The CBO has estimated the cost of malpractice claims (including defensive medicine) at about 2% of combined health care costs, that’s right the biggest (and for many the ONLY) health care issue for the right is worth 2% of health care costs.

Yeah of course they can but the premiums might have to go up.

The thing a lot of people do not understand is that insurance is not a lottery so much as it is a societal savings plan. Insurance is merely a way to shift and distribute risk.

Insurance companies cannot pay out more than they charge in premiums (plus the interest thereon). So in an ideal world the present value of the premiums you pay should equal the present value of your lifetime medical costs. Some people will develop some terrible disease and will “win” the insurance game by paying the same premiums they paid when they were healthy and get medical care for their disease for years and years and years and some people will “lose” the insurance game and live a long healthy life paying premiums the whole way. Insurance companies use actuarial science and the law of large numbers to predict how much a large group of insureds is going to need consume in medical care.

This is not an ideal world so for every dollar in premiums you pay you can expect to receive a present value of about 80 cents worth of medical care (20% goes to overhead and profits).

If we get rid of underwriting and claims adjustment and stuff like that then you can expect the overhead to drop to 10% or less (medicare only has a 3% overhead and other than executive compensation and advertising, there is no reason why a large insurer cannot achieve similarly low overhead). Of course premiums might increase for some people because now we have to cover the people who actually get sick but like you said, what’s the point if we don’t do that.

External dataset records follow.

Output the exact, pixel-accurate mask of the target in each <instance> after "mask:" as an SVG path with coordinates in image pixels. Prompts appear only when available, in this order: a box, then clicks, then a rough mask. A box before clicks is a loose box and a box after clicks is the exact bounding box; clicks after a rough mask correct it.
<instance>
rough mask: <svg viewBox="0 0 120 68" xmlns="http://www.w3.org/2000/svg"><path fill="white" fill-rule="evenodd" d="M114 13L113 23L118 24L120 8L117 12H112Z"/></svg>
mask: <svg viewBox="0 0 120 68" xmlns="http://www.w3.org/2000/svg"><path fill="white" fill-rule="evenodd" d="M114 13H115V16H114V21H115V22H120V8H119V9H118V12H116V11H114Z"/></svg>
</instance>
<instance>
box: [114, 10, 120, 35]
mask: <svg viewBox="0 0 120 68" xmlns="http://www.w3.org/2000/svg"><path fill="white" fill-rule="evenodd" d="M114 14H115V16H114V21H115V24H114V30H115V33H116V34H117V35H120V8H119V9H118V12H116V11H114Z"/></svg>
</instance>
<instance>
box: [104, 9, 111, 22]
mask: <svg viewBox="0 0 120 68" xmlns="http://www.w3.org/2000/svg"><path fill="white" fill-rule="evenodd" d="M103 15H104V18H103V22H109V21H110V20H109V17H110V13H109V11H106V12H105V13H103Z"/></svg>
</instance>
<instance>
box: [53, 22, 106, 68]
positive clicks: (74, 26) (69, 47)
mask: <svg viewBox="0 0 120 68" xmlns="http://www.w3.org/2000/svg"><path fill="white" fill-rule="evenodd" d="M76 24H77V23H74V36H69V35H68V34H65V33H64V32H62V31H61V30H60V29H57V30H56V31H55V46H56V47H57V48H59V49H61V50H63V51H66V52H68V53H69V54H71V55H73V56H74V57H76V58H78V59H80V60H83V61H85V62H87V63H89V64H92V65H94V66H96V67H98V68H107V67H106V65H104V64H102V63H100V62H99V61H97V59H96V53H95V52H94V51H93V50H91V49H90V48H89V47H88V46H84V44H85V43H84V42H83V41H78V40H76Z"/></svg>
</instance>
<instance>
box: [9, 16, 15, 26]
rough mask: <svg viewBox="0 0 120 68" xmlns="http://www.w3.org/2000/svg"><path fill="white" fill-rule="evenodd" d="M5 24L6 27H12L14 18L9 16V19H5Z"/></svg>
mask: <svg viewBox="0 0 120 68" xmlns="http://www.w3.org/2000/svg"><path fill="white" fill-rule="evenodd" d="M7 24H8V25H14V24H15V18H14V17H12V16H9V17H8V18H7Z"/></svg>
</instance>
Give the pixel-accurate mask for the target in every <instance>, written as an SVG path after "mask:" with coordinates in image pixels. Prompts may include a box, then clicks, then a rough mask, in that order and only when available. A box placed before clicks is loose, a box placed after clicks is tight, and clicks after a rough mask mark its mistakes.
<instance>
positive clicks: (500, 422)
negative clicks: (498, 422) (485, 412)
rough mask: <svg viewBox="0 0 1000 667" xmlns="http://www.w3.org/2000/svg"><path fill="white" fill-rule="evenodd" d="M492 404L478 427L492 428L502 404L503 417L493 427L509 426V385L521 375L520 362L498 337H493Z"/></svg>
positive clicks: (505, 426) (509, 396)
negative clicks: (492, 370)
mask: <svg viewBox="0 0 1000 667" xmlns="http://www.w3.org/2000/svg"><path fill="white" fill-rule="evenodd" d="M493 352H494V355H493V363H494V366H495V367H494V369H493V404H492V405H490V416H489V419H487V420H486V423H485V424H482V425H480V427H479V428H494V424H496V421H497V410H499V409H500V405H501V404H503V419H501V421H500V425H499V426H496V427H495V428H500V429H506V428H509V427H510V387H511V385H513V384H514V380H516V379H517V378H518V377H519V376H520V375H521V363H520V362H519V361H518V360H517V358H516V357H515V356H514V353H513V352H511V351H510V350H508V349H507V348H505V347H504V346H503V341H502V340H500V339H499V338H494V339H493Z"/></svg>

My problem with this whole debate is that people are focusing a whole lot on the uninsured and not nearly enough on the fact that health care costs are going to consume ourt budget within a few decades. Everything is rationed and allocated. The free market allocates goods according to ability and willingness to pay. As a society we have decided that medical care is not one of those things that we want to have distributed solely on the ability to pay. So the government has to subsidize the medical care of those who do not have the ability to pay. The big question for me is how much health care should people be getting on the government dime and how do we bend the cost curve so that medical costs don’t continue to increase at higher than our rate of economic growth.

If our population of worker-bots is twenty percent healthier, how much positive economic impact might we reasonably expect? And if this stuff is going to get more expensive, isn’t it even more important to be equitable about it? There are privileges of income I am grudgingly willing to accept, life and health are not on that list.

Sometimes we are forced to desperate measures, like Doing Stuff Different. Even without being entirely sure as to the outcome.